III. CHARACTERISTIC OF DUAL-POLARIZATION RADAR

Formulated by Sinclair, PSM can absolutely denote the polarization characteristic of a target, which is able to be obtained by full polarization radar [Reference Lee and Pottier16]. It is defined as

(6) $${\bi S} = \left[ {\matrix{ {S_{HH}} & {S_{HV}} \cr {S_{VH}} & {S_{VV}} \cr}} \right] = e^{j\omega} \left[ {\matrix{ { \vert S_{HH} \vert} & { \vert S_{HV} \vert e^{j(\emptyset _{HV} - \omega )}} \cr { \vert S_{VH} \vert e^{j(\emptyset _{VH} - \omega )}} & { \vert S_{VV} \vert e^{j(\emptyset _{VV} - \omega )}} \cr}} \right]{\rm,}$$

where S _HV denotes the vertical polarization backscattering coefficient of the target irradiated by horizontal polarization wave, S _HH , S _VH , and S _VV are the same definition as S _HV , ω is the phase of S _HH , $\emptyset _{HV}$ , $\emptyset _{VH},$ and $\emptyset _{VV}$ are respective phases of S _HV , S _VH , and S _VV .

In practical engineering applications, dual-polarization radars are commonly used. They have the ability of single polarization transmission, but dual-polarization channels receiving simultaneously.
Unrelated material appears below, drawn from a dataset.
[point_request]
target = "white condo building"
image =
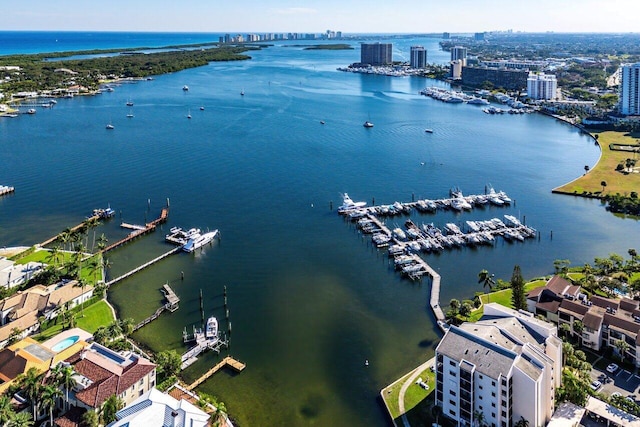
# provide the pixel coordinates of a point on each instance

Taking vertical polarization transmission for example, only half PSM of the target can be obtained, and it is simplified as

(7) $${\bi S} = [\matrix{ {S_{VH}} & {S_{VV}} \cr} ]{\rm.}$$

Here S _VV represents the co-polarized component that includes the same echo information as the conventional single polarization radar; S _VH represents the cross-polarized component, which denotes the converting polarization ability of the target and is the main polarization characteristic obtained by dual-polarization radars.

For typical radar targets, such as aircrafts, warships, tanks, buildings, and so on, the polarization form of their backscattering electromagnetic wave is greatly related to that of the incident electromagnetic wave. It means that the polarization form of their backscattering electromagnetic wave is mainly as the same as that of the incident electromagnetic wave. In other words, their co-polarized ability is much greater than the converting polarization ability. So the value of S _VV is much greater than S _VH , and that is to say |S _TVV | ≫ |S _TVH | [Reference Dai17]. Here S _TVV and S _TVH are respectively S _VV and S _VH of the targets.

For active jamming, it is usually of circular polarization. Thus, its polarization form can be expressed as h _J  = [j.sinwt coswt] or h _J  = [j.sinwt coswt], which respectively denote left- and right-hand circular polarizations. The powers received by vertical- and horizontal polarization antennas from active jamming with standard circular polarization are equal, but they are 3 dB lower than that received by the matching circular polarization antenna. If active jamming is considered as a special target, it is evidently |S _JVV | = |S _JVH |, and the difference between S _JVV and S _JVH is just the phase [Reference Dai, Wang and Li2]. Here S _JVV and S _JVH are respectively S _VV and S _VH of active jamming. Therefore, the method of polarization cancellation can be introduced to suppress active jamming. Note that the polarization form of active jamming in practical engineering is not usually a standard circle, so the axial ratio of the circle is just close to but not 1. That is to say, it is usually |S _JVV | ≈ |S _JVH | in practical engineering.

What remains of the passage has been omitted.